The SMN comprises sensorimotor, mid-cingulate and superior frontal cortices, as well as the posterior insula, thalamus, and basal ganglia [53, 54]. The SMN is involved in central processing and modulation of visceral and somatic sensory information and both the PAG and SMN are involved in pain processing. Previous studies in patient populations indicate that increased connectivity of the PAG with the SMN, or specific regions within the SMN, may be associated with an increased risk of the development of chronic pain following mild traumatic brain injury [55] and increased central sensitization symptoms in patients with fibromyalgia [56]. Our findings also align with an increased vulnerability to chronic pain conditions such as IBS in women, as well as a higher frequency of gastrointestinal symptoms in premenopausal women than in men and postmenopausal women [23, 57]. However, a mixed-sex study in healthy individuals reported that resting-state connectivity between the PAG and SMN positively correlated with conditioned pain modulation, suggesting more efficient endogenous pain modulation with increased connectivity [58]. Primary somatosensory cortex out modulates sensory gain and nociception, with layer 5 outputs to subcortical targets, including the PAG, comprising an anti-nociceptive pathway, and layer 6 outputs to the thalamus, which is also a component of the SMN and interacts with the PAG, comprising a pro-nociceptive pathway [59]. Thus, the interpretation of increased PAG-SMN connectivity is complicated and may require a finer-grained analysis.

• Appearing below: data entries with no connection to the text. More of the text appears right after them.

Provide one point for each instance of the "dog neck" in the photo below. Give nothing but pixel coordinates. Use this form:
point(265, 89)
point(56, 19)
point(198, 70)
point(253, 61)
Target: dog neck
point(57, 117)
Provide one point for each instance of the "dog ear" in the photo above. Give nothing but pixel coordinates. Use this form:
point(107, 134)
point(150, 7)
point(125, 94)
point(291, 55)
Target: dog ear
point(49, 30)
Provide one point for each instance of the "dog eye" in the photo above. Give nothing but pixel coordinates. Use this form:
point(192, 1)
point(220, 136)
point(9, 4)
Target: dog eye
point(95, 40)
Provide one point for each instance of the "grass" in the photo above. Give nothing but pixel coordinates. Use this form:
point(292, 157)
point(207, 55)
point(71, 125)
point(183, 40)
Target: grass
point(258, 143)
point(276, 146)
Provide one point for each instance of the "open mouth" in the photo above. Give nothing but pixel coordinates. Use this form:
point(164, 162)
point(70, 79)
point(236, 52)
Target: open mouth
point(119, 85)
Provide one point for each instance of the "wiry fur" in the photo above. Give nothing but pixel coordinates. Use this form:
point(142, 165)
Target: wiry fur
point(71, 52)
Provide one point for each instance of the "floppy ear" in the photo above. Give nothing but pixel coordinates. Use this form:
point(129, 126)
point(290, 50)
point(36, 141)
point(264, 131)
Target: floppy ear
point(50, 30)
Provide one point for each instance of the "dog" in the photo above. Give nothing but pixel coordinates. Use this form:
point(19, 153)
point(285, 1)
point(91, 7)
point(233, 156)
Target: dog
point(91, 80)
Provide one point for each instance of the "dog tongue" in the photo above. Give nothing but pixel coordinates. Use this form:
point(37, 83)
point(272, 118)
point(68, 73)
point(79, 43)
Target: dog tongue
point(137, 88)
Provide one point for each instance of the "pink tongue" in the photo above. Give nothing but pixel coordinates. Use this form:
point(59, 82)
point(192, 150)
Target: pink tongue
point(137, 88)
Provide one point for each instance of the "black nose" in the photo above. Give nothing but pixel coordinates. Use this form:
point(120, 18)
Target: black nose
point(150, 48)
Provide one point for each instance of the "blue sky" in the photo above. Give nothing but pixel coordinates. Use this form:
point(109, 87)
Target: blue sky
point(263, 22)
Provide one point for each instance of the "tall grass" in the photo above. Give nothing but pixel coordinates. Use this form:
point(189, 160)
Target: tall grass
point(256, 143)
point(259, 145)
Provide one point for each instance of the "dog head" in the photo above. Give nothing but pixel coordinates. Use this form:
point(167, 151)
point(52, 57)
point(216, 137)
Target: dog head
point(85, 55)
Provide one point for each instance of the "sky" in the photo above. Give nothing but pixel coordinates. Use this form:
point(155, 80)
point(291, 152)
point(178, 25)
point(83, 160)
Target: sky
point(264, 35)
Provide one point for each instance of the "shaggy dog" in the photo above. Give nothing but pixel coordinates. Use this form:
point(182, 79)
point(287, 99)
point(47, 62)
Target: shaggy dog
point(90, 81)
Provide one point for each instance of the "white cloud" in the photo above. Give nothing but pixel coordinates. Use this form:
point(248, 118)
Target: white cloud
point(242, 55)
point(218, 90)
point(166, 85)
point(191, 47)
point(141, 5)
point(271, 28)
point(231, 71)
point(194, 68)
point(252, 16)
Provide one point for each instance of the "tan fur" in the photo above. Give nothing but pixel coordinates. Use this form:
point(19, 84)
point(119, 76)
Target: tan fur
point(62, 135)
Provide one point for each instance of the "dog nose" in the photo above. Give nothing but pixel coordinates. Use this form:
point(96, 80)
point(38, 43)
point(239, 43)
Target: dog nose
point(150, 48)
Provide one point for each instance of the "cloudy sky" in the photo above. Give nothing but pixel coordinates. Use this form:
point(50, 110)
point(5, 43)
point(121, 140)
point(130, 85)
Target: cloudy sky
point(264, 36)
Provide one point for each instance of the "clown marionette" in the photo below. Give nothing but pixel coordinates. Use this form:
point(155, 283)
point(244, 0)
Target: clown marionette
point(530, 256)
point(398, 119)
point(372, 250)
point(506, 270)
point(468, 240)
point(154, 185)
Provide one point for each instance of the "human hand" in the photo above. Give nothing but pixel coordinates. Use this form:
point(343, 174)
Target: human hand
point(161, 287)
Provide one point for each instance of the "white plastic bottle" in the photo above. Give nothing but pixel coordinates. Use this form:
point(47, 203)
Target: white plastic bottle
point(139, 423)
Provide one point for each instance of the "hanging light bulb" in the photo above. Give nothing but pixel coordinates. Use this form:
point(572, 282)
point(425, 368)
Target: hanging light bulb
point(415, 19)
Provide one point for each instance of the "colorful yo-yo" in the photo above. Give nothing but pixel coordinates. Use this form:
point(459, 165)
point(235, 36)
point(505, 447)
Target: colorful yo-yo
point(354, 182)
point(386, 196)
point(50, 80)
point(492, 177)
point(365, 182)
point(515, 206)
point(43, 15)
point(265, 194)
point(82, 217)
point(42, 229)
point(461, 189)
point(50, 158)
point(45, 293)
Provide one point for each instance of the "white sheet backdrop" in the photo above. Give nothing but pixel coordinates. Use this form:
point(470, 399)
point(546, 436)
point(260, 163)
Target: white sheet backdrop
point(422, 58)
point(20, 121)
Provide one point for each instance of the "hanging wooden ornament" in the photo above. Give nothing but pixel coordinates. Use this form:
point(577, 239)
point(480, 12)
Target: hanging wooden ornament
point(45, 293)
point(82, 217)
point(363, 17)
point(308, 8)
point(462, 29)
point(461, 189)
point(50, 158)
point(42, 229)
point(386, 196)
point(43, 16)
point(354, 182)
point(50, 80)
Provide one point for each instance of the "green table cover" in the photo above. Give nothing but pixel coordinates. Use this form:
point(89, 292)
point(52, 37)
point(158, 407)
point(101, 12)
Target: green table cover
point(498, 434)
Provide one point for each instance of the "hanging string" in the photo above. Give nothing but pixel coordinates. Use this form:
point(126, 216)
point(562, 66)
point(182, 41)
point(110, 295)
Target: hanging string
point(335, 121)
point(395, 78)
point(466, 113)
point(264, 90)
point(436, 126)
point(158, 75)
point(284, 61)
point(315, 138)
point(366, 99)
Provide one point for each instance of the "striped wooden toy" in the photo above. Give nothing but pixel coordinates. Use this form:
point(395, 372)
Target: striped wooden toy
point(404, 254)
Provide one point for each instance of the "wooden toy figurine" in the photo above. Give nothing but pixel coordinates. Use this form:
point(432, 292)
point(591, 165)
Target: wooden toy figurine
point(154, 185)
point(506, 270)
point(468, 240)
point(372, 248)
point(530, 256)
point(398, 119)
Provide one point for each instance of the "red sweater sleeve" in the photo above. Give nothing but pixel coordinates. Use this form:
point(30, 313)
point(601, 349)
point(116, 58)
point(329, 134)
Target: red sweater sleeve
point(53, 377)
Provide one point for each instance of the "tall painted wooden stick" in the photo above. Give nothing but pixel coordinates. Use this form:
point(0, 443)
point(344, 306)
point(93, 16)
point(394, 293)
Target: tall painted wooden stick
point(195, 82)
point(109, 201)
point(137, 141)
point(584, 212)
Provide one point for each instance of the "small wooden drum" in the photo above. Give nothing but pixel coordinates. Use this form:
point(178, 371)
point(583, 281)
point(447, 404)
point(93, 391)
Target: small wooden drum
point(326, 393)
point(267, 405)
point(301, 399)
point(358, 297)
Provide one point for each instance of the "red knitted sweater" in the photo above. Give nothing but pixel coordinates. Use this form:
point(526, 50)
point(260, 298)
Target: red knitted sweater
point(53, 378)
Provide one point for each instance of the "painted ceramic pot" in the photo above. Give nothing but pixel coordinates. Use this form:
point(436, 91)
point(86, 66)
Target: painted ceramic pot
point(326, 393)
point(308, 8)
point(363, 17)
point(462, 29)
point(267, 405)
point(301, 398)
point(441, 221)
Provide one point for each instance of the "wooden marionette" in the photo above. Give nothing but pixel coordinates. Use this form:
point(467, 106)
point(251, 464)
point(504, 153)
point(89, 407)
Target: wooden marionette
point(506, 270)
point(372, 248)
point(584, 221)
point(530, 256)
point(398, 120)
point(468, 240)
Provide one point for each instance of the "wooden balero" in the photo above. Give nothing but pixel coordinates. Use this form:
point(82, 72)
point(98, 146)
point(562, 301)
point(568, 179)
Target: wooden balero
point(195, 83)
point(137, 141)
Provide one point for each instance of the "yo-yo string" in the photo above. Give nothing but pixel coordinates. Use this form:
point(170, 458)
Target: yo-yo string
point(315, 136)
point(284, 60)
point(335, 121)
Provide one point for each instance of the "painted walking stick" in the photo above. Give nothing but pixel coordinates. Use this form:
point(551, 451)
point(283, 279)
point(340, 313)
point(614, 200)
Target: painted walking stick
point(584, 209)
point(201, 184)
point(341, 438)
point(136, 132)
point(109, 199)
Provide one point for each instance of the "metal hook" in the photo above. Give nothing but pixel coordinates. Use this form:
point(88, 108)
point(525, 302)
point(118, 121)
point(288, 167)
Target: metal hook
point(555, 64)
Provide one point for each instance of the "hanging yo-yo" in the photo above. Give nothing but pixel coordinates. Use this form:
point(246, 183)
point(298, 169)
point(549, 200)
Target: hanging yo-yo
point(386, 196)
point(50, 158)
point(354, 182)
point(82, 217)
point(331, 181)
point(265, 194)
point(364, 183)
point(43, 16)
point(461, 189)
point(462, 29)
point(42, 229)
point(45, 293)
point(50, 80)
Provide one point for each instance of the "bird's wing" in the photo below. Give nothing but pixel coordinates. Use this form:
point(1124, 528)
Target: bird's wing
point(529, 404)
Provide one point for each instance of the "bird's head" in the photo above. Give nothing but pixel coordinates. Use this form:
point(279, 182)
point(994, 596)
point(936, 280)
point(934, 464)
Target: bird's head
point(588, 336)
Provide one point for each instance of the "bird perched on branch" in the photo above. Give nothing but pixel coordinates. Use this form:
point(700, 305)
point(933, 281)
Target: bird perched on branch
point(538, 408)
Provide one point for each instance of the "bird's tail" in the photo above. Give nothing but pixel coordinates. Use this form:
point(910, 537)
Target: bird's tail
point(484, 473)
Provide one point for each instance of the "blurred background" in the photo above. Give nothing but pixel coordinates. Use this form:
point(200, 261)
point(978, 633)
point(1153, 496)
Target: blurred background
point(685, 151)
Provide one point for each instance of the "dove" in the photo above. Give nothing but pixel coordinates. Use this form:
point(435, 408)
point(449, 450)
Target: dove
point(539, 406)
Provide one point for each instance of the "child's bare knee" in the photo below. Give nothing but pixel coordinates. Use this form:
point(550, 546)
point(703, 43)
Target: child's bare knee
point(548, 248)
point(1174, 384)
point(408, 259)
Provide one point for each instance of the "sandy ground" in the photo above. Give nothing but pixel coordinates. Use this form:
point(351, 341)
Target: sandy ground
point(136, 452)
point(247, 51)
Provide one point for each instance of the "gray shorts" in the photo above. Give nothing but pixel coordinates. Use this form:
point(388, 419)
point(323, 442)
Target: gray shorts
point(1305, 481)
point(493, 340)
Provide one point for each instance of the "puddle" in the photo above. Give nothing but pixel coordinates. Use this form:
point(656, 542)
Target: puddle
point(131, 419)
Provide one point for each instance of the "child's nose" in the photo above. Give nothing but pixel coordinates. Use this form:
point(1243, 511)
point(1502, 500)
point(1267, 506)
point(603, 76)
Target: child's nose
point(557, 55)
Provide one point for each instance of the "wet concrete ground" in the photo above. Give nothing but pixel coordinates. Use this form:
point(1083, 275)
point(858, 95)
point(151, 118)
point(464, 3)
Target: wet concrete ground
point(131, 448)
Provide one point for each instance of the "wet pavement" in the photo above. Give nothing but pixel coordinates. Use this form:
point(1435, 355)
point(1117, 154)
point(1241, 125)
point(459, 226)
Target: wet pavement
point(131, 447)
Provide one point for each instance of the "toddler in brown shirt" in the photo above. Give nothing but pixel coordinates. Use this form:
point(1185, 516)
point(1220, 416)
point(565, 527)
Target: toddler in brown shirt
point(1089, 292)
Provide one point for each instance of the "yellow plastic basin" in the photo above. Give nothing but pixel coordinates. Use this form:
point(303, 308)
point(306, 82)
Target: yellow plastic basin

However, one notable finding in the analysis of connectivity-estrogen relationships was that, in premenopausal women, increased plasma and stool free 2OHE1 was associated with increased PAG-SMN and PAG-DMN connectivity. 2OHE1 has been shown to increase nociceptor activation via transient receptor potential ankyrin 1 (TRPA1) and transient receptor potential vanilloid type-1 (TRPV1) channels in a mouse model of uterine pain [60]. Peripheral TRPA1 and TRPV1 sensitization have been implicated in visceral pain disorders, including DGBI [61–63]. However, central factors may be necessary for the persistence of visceral hypersensitivity [64]. TRPV1 receptors are expressed in the PAG and antagonists applied to the dorsolateral PAG can reduce anxiety-like and nociceptive behavior in animal models [65, 66]. Thus, estrogen metabolites may modulate the increased PAG-SMN and PAG-DMN connectivity in premenopausal women predisposing them to chronic pain disorders, such as DGBI.
Limitations
The present study has several limitations. The number of postmenopausal women was relatively small, limiting the power to detect differences between postmenopausal and premenopausal women and sex differences that emerge or reverse after menopause. Additionally, we investigated the overall connectivity of the LCC, DRN, and PAG, without consideration of differential connectivity within each of these brainstem regions. Although small, these regions show variations in connectivity, with a rostral-caudal connectivity gradient in the LC and subregions in the DRN and PAG with differential connectivity supporting various functions [67]. This may have contributed to the lack of significant sex differences in DRN connectivity. However, a finer-grained analysis is beyond the scope of the present study. Additionally, estrogen/estrogen metabolite data were available in a limited subset of participants; thus, further research is required to confirm the present findings. Finally, as a major limitation of correlational studies, the causality or directionality of interactions could not be addressed.